On 1/30/2010 9:40 AM, Tim Streater wrote:
> On 30/01/2010 13:28, Ben Bacarisse wrote:
>> Tim Streater<> writes:
>> <snip>
>>> And I prefer to write "==true" because it makes my code more readable
>>> to me.
>>
>> You are probably still talking about PHP, but just in case this gets
>> taken as a more general point, it is unwise to do that in C because
>> true must be just one value and any non-zero values is acceptable as
>> "not false" (such as those that the isxxxx functions might return).
>>
>>> If I have "if (x>3) { ..." I can read this as "if x is greater
>>> then 3 then do so-and-so". I read "if (x) { ..." as "if x then do
>>> so-and-so". WTF? If x *what*? Forgot to put the cat out? Needs its
>>> hair cut?
>>
>> I'd say that is the fault of whoever chose x as the name. If x is a
>> boolean, the name should indicate WTF: if (x_needs_hair_cut)... If x
>> is not boolean (say it is the number of until a hair cut is required)
>> I would test against 0: if (x_days_to_hair_cut == 0)...
>
> Could do that I suppose, but "if (debugflag_is_true) { ..." gets tedious
> quite quickly.
You'd prefer `if (debugflag_is_true == true)', I guess?
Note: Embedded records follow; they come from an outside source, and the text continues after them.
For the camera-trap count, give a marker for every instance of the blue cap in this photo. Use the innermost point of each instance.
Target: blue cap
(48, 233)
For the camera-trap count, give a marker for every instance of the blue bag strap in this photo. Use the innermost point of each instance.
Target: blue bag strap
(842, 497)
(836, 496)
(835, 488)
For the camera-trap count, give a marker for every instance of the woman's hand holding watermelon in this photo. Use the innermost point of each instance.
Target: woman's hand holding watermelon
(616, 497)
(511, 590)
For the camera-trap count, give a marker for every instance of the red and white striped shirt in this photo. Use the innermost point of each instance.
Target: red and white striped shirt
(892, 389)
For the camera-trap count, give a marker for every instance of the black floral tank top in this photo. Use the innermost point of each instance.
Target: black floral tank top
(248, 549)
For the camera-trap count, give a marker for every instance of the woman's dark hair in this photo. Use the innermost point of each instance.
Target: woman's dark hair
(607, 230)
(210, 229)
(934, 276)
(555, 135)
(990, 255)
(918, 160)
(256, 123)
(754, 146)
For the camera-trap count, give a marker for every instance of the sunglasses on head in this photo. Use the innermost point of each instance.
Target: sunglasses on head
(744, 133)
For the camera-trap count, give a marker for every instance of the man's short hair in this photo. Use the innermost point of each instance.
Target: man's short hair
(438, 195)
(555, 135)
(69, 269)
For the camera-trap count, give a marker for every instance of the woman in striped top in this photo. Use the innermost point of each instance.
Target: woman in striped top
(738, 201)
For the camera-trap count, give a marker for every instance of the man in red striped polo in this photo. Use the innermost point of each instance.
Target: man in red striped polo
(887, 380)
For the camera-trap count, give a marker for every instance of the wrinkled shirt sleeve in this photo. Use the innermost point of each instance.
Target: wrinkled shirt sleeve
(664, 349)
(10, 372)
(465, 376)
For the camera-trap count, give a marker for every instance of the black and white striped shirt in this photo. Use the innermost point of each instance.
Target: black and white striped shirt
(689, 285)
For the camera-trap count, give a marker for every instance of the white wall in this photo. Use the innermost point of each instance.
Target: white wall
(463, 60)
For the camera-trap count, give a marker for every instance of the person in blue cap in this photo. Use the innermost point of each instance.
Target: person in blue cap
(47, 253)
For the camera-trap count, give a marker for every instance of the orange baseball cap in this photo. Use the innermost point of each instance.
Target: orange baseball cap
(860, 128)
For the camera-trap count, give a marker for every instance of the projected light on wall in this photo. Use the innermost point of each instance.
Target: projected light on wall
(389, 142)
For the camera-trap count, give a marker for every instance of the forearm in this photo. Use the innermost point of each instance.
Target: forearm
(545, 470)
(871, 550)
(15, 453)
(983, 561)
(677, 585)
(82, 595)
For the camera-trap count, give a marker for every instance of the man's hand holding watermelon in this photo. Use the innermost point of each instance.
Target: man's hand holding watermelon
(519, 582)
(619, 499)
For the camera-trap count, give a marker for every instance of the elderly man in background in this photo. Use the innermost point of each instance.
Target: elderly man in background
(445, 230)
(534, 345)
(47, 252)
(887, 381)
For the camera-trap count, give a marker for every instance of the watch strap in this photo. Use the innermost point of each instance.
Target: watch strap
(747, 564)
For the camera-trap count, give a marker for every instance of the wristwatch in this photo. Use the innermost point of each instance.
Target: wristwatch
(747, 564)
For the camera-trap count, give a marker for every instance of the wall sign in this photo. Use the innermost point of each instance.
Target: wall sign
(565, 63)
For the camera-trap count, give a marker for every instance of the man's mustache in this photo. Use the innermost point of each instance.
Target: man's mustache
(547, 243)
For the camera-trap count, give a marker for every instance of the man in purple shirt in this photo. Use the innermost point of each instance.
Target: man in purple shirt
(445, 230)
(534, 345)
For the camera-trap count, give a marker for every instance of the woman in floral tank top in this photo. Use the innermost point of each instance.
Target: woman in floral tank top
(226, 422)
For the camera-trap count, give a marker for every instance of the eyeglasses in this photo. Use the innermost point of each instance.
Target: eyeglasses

There's also the question of when to stop:
if (x)
if (x == true)
if (x == true == true)
if (x == true == true == true)
...
It's mostly a matter of personal style, but I've never
found a convincing reason (in any language) to compare with a
Boolean constant. I like explicit comparisons of pointers
to NULL and numbers to zero: `if (ptr != NULL)' rather than
`if (ptr)', but it's just a preference. (I particularly abhor
`if (!strcmp(answer,"no"))', which reads so wrongly it rouses
righteous rage.)
Also, as mentioned up-thread, `if (isdigit(ch) == true)'
is just plain wrong, R-O-N-G, wrong.